Based on similar systems in the U.S. and elsewhere, the law would be the first of its kind in Canada, and likely put pressure on other provinces to follow suit.
Its focus would be the fees companies pay doctors and some other health professionals to sit on advisory committees, give talks to fellow physicians and perform other work, not to mention the free lunches, dinners and samples offered by many firms.
Studies suggest that such financial links can negatively affect how doctors treat their patients.
The law would also cover money paid to health charities, hospitals and other organizations, and the somewhat less controversial funding industry provides for research.
“Drug companies give money to doctors and other health professionals for one reason — to help sell their products,” said David Juurlink, a doctor, pharmacologist and health-policy expert at Toronto’s Sunnybrook Health Sciences Centre. “The objectives of drug companies are often at odds with what doctors’ objectives should be, and what patients want.”
Dr. Eric Hoskins, the province’s health minister, downplayed questions of financial conflict of interest Tuesday, stressing instead that releasing the information would boost the system’s transparency.
“This is good for patients, and this will allow them to make better and more informed decisions about their health care,” he said in an interview. “(It also) helps us get a clear understanding of when such transactions are appropriate or when they might not be. We really don’t know what the nature and volume of transactions are.”
Hoskins said some financial relationships between health professionals and industry are quite positive.
He may be looking to soften the blow for Ontario doctors, many of whom are already furious at the province’s Liberal government over funding cuts and other measures, and similarly irate at the federal Liberals’ proposed tax changes.
The Ontario Medical Association will wait to see the actual bill before weighing in on the topic, a spokesman said Tuesday.
Under the proposed law, companies would have to release payments above a set dollar level, for a list of professionals and groups still to be determined. The government would then make that information available to the public online, said an official in Hoskins’ office.
The first round of disclosures would likely be made in 2019, allowing industry time to gather and disseminate the data, she said.
One company — GlaxoSmithKline (GSK) — helped convince several other drug firms in Canada to voluntarily adopt a limited version of the idea earlier this year, releasing total amounts of payments without naming individuals. It applauded the province’s decision to go a step further.

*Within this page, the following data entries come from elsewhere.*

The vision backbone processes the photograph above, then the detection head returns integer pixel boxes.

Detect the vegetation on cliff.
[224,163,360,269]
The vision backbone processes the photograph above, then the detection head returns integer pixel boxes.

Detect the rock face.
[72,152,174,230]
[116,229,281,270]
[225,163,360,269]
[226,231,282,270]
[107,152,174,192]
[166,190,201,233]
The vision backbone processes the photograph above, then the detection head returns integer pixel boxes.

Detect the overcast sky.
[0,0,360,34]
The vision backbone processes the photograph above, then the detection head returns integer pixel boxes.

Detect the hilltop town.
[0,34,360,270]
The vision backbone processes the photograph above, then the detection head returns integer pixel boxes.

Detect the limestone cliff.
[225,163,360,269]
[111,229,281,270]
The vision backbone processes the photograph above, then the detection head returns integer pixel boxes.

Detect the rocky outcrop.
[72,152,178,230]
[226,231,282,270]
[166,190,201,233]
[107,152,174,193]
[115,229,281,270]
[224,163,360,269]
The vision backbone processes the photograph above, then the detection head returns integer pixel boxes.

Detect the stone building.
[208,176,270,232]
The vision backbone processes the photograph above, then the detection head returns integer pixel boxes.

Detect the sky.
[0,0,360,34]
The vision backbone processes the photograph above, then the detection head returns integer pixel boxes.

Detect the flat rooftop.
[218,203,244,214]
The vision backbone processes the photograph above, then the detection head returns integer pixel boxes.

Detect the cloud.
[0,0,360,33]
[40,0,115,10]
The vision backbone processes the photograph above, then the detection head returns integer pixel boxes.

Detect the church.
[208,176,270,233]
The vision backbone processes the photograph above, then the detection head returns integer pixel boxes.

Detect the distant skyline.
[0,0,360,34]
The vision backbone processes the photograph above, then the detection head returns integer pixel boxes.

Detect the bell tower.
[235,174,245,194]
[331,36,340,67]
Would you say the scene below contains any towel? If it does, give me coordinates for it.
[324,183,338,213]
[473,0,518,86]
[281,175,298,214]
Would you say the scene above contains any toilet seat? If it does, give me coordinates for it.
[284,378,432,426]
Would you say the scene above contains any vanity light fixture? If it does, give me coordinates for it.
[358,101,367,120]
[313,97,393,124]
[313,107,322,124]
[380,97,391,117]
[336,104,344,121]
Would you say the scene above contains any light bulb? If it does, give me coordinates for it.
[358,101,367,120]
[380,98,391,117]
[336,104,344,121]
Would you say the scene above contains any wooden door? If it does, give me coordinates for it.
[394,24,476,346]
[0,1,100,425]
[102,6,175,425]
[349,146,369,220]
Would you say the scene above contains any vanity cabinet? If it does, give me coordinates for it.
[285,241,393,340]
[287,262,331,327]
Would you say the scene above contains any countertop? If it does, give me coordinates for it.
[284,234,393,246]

“We need those co-operations between the nurses, the doctors, the health-care organizations to be able to get to the patients and meet their needs,” said Annie Bourgault, GSK Canada’s ethics & compliance officer. “If we don’t disclose at an individual level, we risk people wondering ‘What’s going on’ … (and) saying ‘Why are they even having those relationships?’ ”
Among a series of studies on the issue, one published last year and based on data from the American “Sunshine Act,” found that even doctors who received a single meal valued at less than $20 from a pharmaceutical manufacturer were more likely to prescribe the drug being promoted.
The issue has come to the fore recently amid the opioid addiction and overdose epidemic, which many experts trace in part to the industryfunded specialists who encouraged general practitioners several years ago to more freely prescribe narcotic painkillers.
“I think it had a huge role to play in the genesis of the opioid crisis,” said Juurlink.
Specialists who were paid in some cases hundreds of thousands of dollars “told us things about opioids that were simply untrue … based on anecdotes and wishful thinking.”
Had the extent of their financial ties been more apparent, the impact of that advice might have been much less, Juurlink said.
THIS IS GOOD FOR PATIENTS, AND THIS WILL ALLOW THEM TO MAKE ... MORE INFORMED DECISIONS.